Against the Unspeakable: Complicity, the Holocaust,
and Slavery in America |
| |
| Naomi Mandel |
| 304 pages, 6 x 9 |
| 3 b&w illustrations |
| Cloth 978-0-8139-2580-6 $59.50 |
| Paper 978-0-8139-2581-3 $22.50 |
| Cultural
Frames, Framing Culture |
 |
In the wake of World War II, the Nazi genocide of European Jews
has come to stand for "the unspeakable," posing crucial
challenges to the representation of suffering, the articulation
of identity, and the practice of ethics in an increasingly multinational
and multicultural world. In this book, Naomi Mandel argues against
the "unspeakable" as any kind of inherent quality of
such an event, insisting that the term is a rhetorical tactic
strategically employed to further specific cultural and political
agendas. While claiming to preserve the uniqueness, sanctity,
and inviolability of human suffering, the author writes, the assumption
that suffering is unspeakable works to silence and negate the
suffering human body and finally enables us to forget our own
vulnerability to suffering.
Discussing a variety of texts such as Toni Morrison's Beloved,
Steven Spielberg's Schindler's List, and William Styron's
Confessions of Nat Turner, Mandel asks: What does the evocation
of the limits of language enable writers, authors, and critics
to do? With the goal of reconciling language and corporeality
and integrating experience into the economy of language, community,
identity, and ethics, she shows how, when, and why the term "unspeakable"

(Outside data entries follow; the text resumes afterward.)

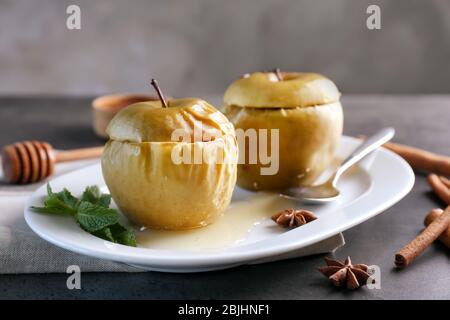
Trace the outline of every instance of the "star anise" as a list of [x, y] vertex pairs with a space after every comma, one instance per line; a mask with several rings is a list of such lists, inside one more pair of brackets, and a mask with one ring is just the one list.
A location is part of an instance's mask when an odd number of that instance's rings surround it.
[[297, 228], [316, 219], [311, 211], [294, 209], [285, 209], [272, 216], [273, 221], [285, 228]]
[[367, 273], [367, 265], [352, 264], [350, 257], [344, 263], [325, 258], [326, 267], [319, 268], [331, 283], [336, 287], [346, 286], [348, 289], [357, 289], [367, 284], [370, 275]]

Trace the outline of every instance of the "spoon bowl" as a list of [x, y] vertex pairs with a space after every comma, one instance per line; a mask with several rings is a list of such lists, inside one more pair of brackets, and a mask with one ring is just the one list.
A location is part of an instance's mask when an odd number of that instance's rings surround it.
[[393, 128], [384, 128], [378, 131], [356, 148], [336, 169], [335, 173], [323, 184], [308, 187], [288, 188], [280, 193], [280, 196], [292, 200], [310, 203], [323, 203], [336, 200], [340, 196], [337, 182], [344, 172], [359, 162], [365, 156], [388, 142], [395, 134]]

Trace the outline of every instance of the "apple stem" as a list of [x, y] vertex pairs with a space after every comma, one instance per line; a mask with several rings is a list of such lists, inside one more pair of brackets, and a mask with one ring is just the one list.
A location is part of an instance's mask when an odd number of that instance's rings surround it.
[[278, 81], [282, 81], [283, 80], [283, 75], [281, 74], [280, 68], [275, 68], [272, 72], [275, 73], [275, 75], [277, 76]]
[[155, 79], [152, 79], [150, 84], [155, 88], [156, 93], [158, 94], [159, 100], [161, 100], [161, 104], [163, 105], [163, 108], [168, 108], [167, 101], [164, 98], [164, 95], [162, 94], [161, 88], [158, 85], [158, 82]]

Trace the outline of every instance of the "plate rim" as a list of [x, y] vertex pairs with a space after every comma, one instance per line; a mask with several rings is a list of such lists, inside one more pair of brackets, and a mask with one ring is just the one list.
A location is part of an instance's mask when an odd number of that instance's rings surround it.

is used. Mandel draws on critical theory, literary analysis, and
film studies to offer a paradigm of reading that will enable the
crucial work on comparative atrocities and the representation
of suffering to move beyond the impasse of "unspeakability."
Her book will appeal to scholars in the study of trauma and genocide,
anti-Semitism and racism, as well as in literary, cultural, and
comparative ethnic studies.
Naomi Mandel, Associate Professor of English
at the University of Rhode Island, is coeditor with Alain-Philippe
Durand of Novels of the Contemporary Extreme.